Observations about public affairs in the nationís capital
by the editor of The Common Denominator

WHICH MICHAEL BROWN? Mayoral candidate Michael Brown says he's not worried that D.C. voters may confuse him with the embattled former director of the Federal Emergency Management Agency, who resigned recently amid criticism over the federal government's slow response to help Hurricane Katrina victims along the Gulf Coast.

"First of all, he has a great name," Brown said of former FEMA director Michael Brown, deflecting questions about a potential negative backlash from name recognition.

However, Brown's campaign has acknowledged plans to use the candidate's middle initial -- referring to him as "Michael A. Brown," to distinguish the Democratic mayoral hopeful from former FEMA director Michael D. Brown.

Michael A. Brown, a D.C. lobbyist and son of former Clinton administration Commerce secretary Ron Brown, announced his candidacy for mayor Sept. 14, joining a field of four other high-profile Democrats already seeking their political party's nomination in the September 2006 mayoral primary.

Mayor Anthony A. Williams, also a Democrat, has not yet announced whether he will seek re-election to a third four-year term. There is some speculation that the mayor may announce his decision Sept. 27 when he gives the keynote address at the University of the District of Columbia's annual fall convocation.

Already announced as contenders for the nomination, in addition to Brown, are D.C. City Council Chairman Linda W. Cropp, who formally entered the race Sept. 7; Ward 4 Councilman Adrian M. Fenty; Ward 5 Councilman Vincent B. Orange Sr. and former Verizon regional chief executive Marie Johns.

LONG-DISTANCE RECRUITING: Metropolitan Police Department recruiters traveled to Detroit Sept. 16-17, trying to lure some of the budget-strapped Motor City's disenchanted and recently laid-off police officers to relocate to the nation's capital.

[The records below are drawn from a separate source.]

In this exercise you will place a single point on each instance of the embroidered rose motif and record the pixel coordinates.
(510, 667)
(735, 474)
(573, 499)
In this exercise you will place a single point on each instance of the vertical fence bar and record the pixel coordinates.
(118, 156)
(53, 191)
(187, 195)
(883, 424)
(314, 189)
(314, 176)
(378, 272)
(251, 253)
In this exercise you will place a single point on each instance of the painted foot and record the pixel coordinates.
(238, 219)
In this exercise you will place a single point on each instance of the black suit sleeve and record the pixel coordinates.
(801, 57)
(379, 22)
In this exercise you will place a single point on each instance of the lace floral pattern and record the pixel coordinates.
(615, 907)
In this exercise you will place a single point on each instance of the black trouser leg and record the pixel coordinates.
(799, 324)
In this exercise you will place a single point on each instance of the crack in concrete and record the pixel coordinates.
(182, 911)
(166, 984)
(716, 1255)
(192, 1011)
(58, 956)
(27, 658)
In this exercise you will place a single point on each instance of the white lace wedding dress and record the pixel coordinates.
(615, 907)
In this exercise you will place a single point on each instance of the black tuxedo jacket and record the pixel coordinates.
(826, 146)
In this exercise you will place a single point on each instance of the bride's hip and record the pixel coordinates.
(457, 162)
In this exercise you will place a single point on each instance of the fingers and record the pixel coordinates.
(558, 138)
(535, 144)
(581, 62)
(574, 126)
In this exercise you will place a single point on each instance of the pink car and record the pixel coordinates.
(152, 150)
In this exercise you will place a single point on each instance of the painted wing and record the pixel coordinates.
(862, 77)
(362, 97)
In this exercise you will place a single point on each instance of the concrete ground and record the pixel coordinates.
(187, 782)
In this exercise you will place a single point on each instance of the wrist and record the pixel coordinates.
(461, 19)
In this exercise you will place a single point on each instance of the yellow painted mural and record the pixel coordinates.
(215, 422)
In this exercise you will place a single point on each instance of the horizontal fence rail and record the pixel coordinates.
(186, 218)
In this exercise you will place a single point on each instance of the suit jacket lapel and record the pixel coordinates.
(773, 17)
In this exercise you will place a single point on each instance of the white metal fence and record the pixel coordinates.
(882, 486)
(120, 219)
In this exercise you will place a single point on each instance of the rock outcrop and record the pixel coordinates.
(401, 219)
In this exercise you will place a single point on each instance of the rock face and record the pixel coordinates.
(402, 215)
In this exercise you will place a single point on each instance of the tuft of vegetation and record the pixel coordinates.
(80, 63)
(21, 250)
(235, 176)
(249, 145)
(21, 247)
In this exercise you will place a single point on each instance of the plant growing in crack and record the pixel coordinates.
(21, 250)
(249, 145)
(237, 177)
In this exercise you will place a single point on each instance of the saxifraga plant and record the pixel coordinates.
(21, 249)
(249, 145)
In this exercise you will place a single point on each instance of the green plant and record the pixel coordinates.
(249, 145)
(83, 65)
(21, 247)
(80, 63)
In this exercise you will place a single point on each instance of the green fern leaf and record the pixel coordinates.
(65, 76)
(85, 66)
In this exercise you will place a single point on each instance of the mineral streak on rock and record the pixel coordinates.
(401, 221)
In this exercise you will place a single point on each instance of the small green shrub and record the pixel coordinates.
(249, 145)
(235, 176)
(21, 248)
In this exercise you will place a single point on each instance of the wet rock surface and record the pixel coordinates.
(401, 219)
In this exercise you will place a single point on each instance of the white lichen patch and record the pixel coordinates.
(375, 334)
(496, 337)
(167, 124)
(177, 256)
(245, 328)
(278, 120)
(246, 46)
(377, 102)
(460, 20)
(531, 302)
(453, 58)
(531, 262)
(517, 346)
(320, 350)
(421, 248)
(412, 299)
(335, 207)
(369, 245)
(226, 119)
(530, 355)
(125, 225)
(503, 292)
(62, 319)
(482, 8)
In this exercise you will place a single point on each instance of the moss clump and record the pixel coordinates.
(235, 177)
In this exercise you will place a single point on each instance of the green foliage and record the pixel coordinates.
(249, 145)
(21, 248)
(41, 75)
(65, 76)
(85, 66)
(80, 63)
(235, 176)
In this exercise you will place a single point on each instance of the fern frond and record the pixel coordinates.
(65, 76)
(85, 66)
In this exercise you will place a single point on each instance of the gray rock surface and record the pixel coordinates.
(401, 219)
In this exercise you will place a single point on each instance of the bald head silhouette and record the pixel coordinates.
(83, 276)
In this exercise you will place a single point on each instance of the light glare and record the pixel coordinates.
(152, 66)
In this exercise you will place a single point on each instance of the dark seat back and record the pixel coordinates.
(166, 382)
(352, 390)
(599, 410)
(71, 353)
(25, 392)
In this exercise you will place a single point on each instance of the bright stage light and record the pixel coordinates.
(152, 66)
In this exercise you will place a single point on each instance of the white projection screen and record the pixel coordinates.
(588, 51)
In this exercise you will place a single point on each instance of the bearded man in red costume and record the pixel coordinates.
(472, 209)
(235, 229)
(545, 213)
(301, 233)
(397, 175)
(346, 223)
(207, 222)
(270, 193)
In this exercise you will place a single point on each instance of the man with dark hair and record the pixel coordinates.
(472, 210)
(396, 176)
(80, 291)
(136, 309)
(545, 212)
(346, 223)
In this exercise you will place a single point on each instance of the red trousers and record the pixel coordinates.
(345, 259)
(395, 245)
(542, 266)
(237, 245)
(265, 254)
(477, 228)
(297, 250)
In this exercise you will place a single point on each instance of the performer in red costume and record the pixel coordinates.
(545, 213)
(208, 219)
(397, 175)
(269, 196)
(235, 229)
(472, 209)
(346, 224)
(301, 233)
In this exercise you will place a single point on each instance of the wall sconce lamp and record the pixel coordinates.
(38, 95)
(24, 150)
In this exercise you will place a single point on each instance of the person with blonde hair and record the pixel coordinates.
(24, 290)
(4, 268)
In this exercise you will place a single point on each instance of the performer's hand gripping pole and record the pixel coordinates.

Detroit officials announced the layoff of 150 police officers in August as part of a major reorganization of its 3,500-member police department, which also will return many desk officers to street duties. Initially, officials in Michigan's largest city estimated that 600 police layoffs would be necessary to help close an expected $300 million budget shortfall there, and efforts to demote officers to cut their pay have landed in court.

Meanwhile, D.C. police are recruiting qualified applicants for several hundred new positions that have not been filled since the police force was expanded to 3,800 officers by the District's elected officials.

Starting salary for entry-level MPD officers is $44,611 per year, with officers earning $48,809 after 18 months.

CABBIES FEEL THE PINCH: Taxicab drivers in the District resumed charging their riders a gas surcharge after midnight Sept. 9, making fares $1.50 higher than they normally would be. The surcharge, approved on an emergency basis by the D.C. Taxicab Commission, remains in effect for 120 days. A previously approved $1 gas surcharge, to help cabbies offset the high cost of gasoline in the nation's capital, expired Sept. 1. The commission also voted to immediately undertake a comprehensive study to determine whether a permanent increase in taxicab fares is needed.